The Age Of Small Android Tablets Is Over

"Phablets are dumb". I have said that in conversation more than once, and anyone who has ever heard the marketing buzzword has most likely doled out the same brand of judgement. But lo: in the time that we have been scorning the "phablet" as something marketers thought were cool, they've actually become great. Now it's time for 7-inch Android tablets to worry, as the Age Of The Small Tablet comes to a close.

Mobile World Congress is coming up in a few weeks, meaning that Barcelona will become the capital of smartphone geekdom. But I don't think we're going to see many (if any) 7- to 8-inch Android tablets this year: they've all been killed off by the phablet.

And if they haven't, they're certainly living on borrowed time. Let me explain.

Take the original Nexus 7 for example. A great device by any measure, moulded into a bespoke Google tablet out of something from Asus. It was great at the time because it was cheap, simple and yet felt like a high-quality device. It was a tablet apart from its rivals, which costed hundreds of dollars more for arguably less in terms of quality, speed and looks.

A price war kicked off where manufacturers like Samsung and Acer tried to drive prices down to compete with the big-G, but never quite cracked it.

Meanwhile, as everyone was distracted by shiny tablets and the promise of cheaper, more efficient computing, phone manufacturers were quietly tooling away, making the phablet something that people would actually want, and then one day people realised something.

For some reason, despite the fact that the use of cellular networks for both calls and texts is declining in favour of a data-driven world, most consumers still want to be able to make a call from their device the old fashioned way: by opening up a dialler and punching in the numbers. Combine that with the fact that carrying one device is infinitely preferable than carrying a small tablet and a medium phone, and you see that the market is ripe for phablets.
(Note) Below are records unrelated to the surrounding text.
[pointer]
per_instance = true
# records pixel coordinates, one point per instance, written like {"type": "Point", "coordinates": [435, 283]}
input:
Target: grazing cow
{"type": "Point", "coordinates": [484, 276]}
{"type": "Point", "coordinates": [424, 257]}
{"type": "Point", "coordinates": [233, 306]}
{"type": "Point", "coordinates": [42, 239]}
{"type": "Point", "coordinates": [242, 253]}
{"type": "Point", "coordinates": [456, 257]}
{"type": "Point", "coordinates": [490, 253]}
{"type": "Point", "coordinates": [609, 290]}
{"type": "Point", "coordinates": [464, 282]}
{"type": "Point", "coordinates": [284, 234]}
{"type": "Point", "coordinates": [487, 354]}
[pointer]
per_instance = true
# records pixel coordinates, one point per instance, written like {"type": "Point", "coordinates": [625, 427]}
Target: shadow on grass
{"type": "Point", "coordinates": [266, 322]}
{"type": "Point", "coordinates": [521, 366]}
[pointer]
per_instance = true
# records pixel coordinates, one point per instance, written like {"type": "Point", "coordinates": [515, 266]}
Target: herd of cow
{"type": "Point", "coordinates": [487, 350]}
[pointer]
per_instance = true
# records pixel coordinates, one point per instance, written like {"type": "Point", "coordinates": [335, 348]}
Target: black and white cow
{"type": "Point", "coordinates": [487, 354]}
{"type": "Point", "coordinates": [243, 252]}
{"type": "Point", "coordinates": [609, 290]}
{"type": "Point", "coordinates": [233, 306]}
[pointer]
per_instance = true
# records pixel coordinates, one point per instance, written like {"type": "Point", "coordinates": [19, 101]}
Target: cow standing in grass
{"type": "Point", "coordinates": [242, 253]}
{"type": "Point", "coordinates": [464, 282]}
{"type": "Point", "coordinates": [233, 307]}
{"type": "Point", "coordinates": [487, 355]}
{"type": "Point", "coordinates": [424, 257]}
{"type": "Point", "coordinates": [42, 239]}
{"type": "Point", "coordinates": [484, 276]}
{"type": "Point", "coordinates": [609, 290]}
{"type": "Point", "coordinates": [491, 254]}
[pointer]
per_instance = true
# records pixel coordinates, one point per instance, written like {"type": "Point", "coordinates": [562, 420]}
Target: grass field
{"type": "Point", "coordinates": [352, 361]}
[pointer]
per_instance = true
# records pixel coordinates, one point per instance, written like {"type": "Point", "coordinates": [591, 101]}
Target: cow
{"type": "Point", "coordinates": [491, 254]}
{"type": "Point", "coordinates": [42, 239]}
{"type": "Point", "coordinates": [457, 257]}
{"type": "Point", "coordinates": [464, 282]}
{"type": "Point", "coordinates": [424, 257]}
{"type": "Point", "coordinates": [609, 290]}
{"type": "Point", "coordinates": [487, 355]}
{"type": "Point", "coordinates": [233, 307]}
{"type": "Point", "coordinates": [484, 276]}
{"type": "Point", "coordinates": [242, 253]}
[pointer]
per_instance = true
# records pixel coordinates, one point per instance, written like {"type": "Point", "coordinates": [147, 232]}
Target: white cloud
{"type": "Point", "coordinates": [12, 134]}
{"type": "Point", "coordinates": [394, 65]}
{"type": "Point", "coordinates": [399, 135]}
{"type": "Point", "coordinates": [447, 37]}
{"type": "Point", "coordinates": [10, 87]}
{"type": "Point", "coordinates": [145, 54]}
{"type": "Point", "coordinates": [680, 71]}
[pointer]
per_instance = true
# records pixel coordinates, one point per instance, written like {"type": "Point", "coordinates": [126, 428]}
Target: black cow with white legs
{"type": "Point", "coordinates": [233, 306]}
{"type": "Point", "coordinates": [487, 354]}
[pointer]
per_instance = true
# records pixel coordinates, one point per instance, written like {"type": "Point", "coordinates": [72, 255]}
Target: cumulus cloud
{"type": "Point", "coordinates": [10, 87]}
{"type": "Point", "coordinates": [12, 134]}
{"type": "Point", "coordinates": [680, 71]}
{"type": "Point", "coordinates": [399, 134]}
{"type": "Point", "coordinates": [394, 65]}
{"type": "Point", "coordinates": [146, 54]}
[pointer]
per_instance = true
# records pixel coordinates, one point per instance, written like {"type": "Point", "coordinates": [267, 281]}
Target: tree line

Phablets needed a year or two to straighten themselves out and figure out what they were for. Now we've figured out that they're for viewing your content in glorious 1080p or something close to it. They're for playing videos, capturing photos, watching whatever you want wherever you're going, and taking notes about everything once you get there. Manufacturers realised that they were a one-stop shop, more than a tablet could ever be.

Large-format phones like the Galaxy Note range, the Xperia Z Ultra, the LG G2 and G-Flex and even a few devices from Huawei are now running this town, and 7-inch Android tablets should be running scared.

The new battleground for small tablets? Someone who can make Windows 8.1 work on an 8-inch screen. Game on!